I temi implicitamente trattati dalla rappresentazione teatrale sono appunto quelli dei diritti umani, ed è proprio di quei giorni la ricorrenza del 70° anniversario della Dichiarazione Universale dei Diritti Umani (DUDU), adottata dalle Nazioni Unite a Parigi il 10 dicembre del 1948. In quell’occasione 48 stati membri su 58 votarono a favore, 8 si astennero, 2 non erano presenti e nessuno si proclamò contro. La storia dei diritti umani ha radici complesse e lontane, ma quel giorno si scelse di andare fino in fondo e di non lasciare più nessun diritto al caso.

Per diritti umani intendiamo tutti quei diritti riconosciuti dagli uomini e dalle donne semplicemente perché facenti parte del genere umano, dove la dignità di ogni individuo non dipende da qualche convenzione sociale o da qualche codice di diritto, ma è essa stessa qualità originaria, intangibile e perenne. La Dichiarazione stila e difende tutta una serie di diritti fondamentali: diritti che riguardano la dignità, la libertà, la fratellanza e l’uguaglianza di ogni essere umano. La DUDU ha segnato il confine tra ciò che prima tendeva a venir sotteso (nel migliore dei casi) e ciò che successivamente è diventato codice internazionale: pur non essendo uno strumento giuridicamente vincolante, essa svolge comunque un ruolo moralmente persuasivo, permettendo alla comunità internazionale e ai singoli di esigere il riconoscimento dei diritti e della dignità umana all’interno di ciascun paese.

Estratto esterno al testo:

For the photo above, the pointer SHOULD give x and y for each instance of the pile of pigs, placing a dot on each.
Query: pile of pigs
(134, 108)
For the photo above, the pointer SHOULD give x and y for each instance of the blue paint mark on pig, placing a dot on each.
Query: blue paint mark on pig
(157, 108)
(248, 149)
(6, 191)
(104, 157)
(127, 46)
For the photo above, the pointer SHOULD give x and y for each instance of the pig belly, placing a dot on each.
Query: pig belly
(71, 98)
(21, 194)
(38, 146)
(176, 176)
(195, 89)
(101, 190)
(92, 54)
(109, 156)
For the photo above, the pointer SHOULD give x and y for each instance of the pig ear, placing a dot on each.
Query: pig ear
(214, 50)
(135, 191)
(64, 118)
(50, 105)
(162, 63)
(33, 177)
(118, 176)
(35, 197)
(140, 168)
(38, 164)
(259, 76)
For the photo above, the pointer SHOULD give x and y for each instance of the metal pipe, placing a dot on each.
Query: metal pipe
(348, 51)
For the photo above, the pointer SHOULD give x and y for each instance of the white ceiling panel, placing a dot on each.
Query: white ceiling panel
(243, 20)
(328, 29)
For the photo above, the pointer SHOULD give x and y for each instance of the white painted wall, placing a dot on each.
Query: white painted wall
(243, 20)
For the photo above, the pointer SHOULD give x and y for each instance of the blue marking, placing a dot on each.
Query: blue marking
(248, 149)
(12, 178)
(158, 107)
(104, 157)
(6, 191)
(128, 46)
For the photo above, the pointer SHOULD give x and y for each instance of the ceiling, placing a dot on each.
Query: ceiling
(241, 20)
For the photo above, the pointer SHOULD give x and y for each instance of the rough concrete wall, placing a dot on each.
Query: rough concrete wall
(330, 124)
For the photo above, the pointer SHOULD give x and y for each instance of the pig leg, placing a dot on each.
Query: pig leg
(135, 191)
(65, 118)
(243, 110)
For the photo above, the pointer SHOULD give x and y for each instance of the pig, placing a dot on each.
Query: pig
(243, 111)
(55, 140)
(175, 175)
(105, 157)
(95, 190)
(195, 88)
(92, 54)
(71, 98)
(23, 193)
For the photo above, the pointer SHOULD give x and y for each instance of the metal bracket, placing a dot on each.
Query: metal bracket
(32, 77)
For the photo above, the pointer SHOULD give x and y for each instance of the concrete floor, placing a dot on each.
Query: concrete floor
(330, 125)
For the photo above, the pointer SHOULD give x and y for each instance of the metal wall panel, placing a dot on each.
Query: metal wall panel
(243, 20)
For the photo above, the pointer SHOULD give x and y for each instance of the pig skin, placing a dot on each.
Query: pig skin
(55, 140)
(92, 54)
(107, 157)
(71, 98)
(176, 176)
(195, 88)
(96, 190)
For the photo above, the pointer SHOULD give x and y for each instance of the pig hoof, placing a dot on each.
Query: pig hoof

Da quel momento, nel corso dei decenni, la Dichiarazione venne poi “integrata” attraverso diverse convenzioni specificamente pensate per alcune minoranze: la Convenzione internazionale sull’eliminazione di ogni forma di discriminazione razziale (1965), la Convenzione delle Nazioni Unite sull’eliminazione di tutte le forme di discriminazione contro le donne (1979), la Convenzione contro la tortura e altre pene o trattamenti crudeli, inumani o degradanti (1984), la Convenzione delle Nazioni Unite sui diritti dell’infanzia e dell’adolescenza (1989), la Convenzione internazionale sulla protezione dei diritti dei lavoratori migranti e dei membri delle loro famiglie(1990) e la Convenzione delle Nazioni Unite sui diritti delle persone con disabilità(2006)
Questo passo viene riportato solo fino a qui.